Automatically Propagate Collate Metadata into Your Data Platforms (Collate)
Collate already simplifies capturing and managing metadata—tags, descriptions, and ownership—across your entire data ecosystem. But making sure this enriched metadata reaches back into your source systems is equally crucial.
With the new Reverse Metadata feature, you can:
- Automatically push centralized metadata from Collate directly back into your databases (MySQL, Postgres), warehouses (Snowflake, BigQuery), and dashboards (e.g., Power BI).
- Select which assets should synchronize, and your source systems will instantly receive metadata updates in real time.
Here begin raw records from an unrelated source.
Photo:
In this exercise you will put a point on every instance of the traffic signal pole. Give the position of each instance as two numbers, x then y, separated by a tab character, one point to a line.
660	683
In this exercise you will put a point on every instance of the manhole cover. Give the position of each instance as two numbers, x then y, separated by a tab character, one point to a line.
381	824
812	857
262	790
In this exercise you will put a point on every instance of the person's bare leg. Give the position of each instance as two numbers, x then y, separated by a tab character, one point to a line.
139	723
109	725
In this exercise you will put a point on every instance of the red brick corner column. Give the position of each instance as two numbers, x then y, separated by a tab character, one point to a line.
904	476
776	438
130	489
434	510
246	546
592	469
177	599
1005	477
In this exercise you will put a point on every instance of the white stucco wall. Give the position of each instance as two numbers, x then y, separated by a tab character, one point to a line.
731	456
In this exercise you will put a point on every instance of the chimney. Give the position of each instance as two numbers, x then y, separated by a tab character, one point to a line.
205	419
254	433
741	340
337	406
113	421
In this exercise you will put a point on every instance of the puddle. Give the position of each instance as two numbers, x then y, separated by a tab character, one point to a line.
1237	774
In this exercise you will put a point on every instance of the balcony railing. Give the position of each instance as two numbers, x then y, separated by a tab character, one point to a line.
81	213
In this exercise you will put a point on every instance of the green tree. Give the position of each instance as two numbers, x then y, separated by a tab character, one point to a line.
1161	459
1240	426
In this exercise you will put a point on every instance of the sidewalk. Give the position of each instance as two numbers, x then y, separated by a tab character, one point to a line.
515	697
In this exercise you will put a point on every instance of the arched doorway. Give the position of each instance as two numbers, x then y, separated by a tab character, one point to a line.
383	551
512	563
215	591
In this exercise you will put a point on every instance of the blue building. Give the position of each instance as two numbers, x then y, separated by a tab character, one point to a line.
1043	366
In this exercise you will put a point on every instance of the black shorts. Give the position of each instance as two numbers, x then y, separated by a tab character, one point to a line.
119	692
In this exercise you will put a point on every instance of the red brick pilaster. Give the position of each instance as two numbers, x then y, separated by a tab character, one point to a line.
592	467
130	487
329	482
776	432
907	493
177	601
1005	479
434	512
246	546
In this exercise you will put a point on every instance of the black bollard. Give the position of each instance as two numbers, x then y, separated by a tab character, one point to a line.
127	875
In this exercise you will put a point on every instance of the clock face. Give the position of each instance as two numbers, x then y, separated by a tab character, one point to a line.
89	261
This seamless, two-way metadata synchronization enables powerful governance use-cases—such as automating data masking policies in Snowflake based on centrally managed tags—and turns Collate into a single source of truth at the heart of your end-to-end automated governance strategy.
PNG & PDF Exports
Support for exporting Lineage and ER diagrams in PNG, and Data Quality, Data Insights, and more in PDF!
Bulk Edit Action
Enable bulk editing capabilities for Database, Schema, Table, and Column entities — allowing efficient management of multiple items simultaneously.
Recursive Import/Export
You can now import and export the entire entity hierarchy with all related data, including parent-child relationships and dependencies!
Asynchronous Deletion
Support for both soft and hard deletion operations across all services, entities, glossary, and term entries — improving overall performance.